Monday, January 08, 2018

The Complete Recordings 1939

by Frank Sinatra with the Harry James Orchestra
1939 (released 1995)
Overall Rating = 10


Sinatra's tenure with the Harry James Orchestra would prove to be short-lived – he recorded but eight singles and two of their b-sides, plus a few alternate takes of these and about 20 minutes of a live performance, all gathered nicely on this package reviewed here – but it certainly was an interesting period to be able to observe Sinatra as just a member of a band. Unlike when he later joined the Tommy Dorsey Orchestra where he essentially was co-leader with Dorsey, Sinatra really was just another guy in the band, and not the star of the show. It helps out with the fact that, at this stage of his career, the Bing Crosby influence outweighed his own distinct talent, and indeed, most of these recordings sound like Bing Crosby outtakes recorded with a brass-and-woodwind-oriented band rather than a strings-oriented one.

Tuesday, January 02, 2018

Plans for 2018

2017 wasn't the review-filled year I might have wanted it to be, mostly since my collection was expanding far beyond the 50 artists or so I had in my itinerary. In fact, much of my music-related time was consumed by my exploring the pre-Beatles-era, which I've come to enjoy so much I decided to expand my itinerary. Of course, as I went through my music collection, the itinerary in mind kept expanding as well, five times the size, in fact. So with the new additions, I'll basically be restarting the review chronology back all the way to 1939, the earliest recordings in this expansion. 

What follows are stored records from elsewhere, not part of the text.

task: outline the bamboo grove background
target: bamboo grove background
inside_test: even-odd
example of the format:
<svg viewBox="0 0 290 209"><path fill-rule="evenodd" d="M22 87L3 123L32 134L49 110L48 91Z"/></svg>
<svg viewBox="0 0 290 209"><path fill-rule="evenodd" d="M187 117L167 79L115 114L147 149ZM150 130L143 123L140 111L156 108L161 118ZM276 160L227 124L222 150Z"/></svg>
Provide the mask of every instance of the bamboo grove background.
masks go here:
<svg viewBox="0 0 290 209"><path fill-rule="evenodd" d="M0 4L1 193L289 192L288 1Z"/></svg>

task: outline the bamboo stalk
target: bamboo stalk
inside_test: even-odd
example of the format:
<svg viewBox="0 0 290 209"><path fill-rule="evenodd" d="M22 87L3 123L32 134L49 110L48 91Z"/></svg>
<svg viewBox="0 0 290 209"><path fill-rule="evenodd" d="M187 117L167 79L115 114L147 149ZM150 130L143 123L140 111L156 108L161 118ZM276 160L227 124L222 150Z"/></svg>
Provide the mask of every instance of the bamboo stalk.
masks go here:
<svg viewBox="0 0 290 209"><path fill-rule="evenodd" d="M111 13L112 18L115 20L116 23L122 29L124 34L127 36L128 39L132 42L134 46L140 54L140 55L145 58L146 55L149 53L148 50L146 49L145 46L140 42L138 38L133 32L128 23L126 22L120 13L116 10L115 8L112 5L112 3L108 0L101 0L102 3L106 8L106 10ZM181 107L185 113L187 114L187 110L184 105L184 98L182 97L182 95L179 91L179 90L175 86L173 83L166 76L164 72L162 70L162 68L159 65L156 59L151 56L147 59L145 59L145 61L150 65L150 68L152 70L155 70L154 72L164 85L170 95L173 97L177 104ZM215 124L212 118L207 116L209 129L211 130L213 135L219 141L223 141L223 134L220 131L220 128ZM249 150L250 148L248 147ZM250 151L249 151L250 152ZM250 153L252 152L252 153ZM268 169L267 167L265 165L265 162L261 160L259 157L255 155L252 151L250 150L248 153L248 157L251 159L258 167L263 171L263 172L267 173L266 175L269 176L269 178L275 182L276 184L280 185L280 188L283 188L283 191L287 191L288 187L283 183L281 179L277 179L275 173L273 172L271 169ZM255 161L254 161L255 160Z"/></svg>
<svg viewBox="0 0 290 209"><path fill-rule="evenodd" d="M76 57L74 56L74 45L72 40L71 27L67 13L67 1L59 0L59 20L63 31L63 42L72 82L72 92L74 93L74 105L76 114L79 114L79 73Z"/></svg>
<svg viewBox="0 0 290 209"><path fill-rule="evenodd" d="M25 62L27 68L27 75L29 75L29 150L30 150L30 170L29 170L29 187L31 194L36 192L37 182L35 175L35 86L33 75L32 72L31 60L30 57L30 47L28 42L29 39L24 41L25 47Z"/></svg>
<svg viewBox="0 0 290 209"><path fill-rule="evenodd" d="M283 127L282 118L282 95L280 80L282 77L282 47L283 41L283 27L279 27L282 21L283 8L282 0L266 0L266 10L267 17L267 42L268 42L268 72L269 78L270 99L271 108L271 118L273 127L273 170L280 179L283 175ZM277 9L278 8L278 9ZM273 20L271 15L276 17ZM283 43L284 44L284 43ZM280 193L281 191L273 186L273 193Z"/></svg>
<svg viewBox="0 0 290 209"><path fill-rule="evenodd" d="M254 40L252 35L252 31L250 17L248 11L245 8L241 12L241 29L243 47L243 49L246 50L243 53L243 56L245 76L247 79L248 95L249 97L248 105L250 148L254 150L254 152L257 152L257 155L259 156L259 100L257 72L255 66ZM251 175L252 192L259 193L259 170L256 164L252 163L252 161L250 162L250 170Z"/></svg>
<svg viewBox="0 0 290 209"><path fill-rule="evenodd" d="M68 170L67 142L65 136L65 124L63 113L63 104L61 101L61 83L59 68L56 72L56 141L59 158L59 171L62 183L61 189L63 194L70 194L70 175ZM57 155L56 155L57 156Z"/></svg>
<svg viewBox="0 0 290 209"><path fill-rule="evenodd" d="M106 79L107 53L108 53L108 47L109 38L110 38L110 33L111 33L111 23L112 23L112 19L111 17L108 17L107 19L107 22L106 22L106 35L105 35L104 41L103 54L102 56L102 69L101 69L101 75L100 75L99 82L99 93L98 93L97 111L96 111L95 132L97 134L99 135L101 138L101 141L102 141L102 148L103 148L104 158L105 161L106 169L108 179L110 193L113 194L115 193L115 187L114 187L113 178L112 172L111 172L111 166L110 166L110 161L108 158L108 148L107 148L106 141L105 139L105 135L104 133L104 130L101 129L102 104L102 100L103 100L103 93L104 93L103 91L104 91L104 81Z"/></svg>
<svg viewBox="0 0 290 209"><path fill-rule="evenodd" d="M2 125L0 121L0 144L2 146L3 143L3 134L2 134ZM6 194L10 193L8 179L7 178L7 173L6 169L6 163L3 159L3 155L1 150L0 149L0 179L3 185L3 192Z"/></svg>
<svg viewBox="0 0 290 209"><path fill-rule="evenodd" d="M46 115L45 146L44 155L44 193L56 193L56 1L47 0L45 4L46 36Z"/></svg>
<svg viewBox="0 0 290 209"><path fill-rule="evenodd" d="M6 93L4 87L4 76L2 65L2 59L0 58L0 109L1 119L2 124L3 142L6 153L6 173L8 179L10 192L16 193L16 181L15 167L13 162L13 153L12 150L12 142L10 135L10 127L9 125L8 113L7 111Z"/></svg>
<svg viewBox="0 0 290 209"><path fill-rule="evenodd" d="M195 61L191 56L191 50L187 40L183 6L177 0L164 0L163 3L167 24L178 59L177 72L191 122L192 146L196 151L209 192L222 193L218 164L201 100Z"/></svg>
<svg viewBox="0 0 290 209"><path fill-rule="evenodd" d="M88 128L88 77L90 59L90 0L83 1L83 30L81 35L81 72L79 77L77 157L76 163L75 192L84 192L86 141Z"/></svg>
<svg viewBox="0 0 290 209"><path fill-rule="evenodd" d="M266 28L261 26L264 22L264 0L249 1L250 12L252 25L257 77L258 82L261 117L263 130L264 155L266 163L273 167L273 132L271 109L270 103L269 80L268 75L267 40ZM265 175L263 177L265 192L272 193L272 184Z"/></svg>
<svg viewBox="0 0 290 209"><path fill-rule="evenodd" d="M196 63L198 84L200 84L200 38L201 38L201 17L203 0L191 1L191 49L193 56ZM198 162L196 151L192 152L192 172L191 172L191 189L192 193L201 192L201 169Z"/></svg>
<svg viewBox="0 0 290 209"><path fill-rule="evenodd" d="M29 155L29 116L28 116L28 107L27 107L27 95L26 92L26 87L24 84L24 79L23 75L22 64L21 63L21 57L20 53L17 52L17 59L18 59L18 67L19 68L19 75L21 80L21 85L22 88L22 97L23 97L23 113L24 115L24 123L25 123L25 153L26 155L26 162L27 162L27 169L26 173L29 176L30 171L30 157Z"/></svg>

This indicates one major change: many albums to be reviewed won't be reviewed by release date, but by recording date, meaning many albums skipped from those artists I started reviewing, like, say, the Beatles' Past Masters, will be done at an earlier time (specifically, not the recording date of the tunes assembled in the compilation, but their release date as singles). This is mainly done to accommodate the pre-1960s additions, but also to make sure the non-album stuff of the 1960s and 1970s is reviewed in a time where the album material is much fresher on my mind.

Now, I've said in the past that if I restarted reviewing I wouldn't get rid of my old reviews, and that still somewhat holds true (ignoring the fact that I currently have them inaccessible; they've just been reverted to drafts on this site). However, I've noticed that, as time went on, each additional review got longer and longer, which is why, when I get to the albums already reviewed, I'll be... err... reviewing my reviews, if you will. Some might stay the same, others may be tweaked or shortened a bit, and others may be rewritten altogether. 

Regardless, I'm looking forward to getting back to a regular schedule of publishing my thoughts on music after nearly a year of expanding my collection and exploring styles I had only occasionally listened to, and reading what others may have to add to my thoughts. The first reviews should be up sometime in the coming week, perhaps this coming Sunday or Monday, depending on how many I can have written by then. I haven't decided whether I'll stick to a weekday-only publishing schedule, a one-review-a-day schedule or a "double-weekday" schedule, with two reviews per day Mondays through Fridays, the schedule I had back when I started back in 2011 (which, as you can tell, worked out just as you'd expect). I guess I'll figure that out soon enough as well.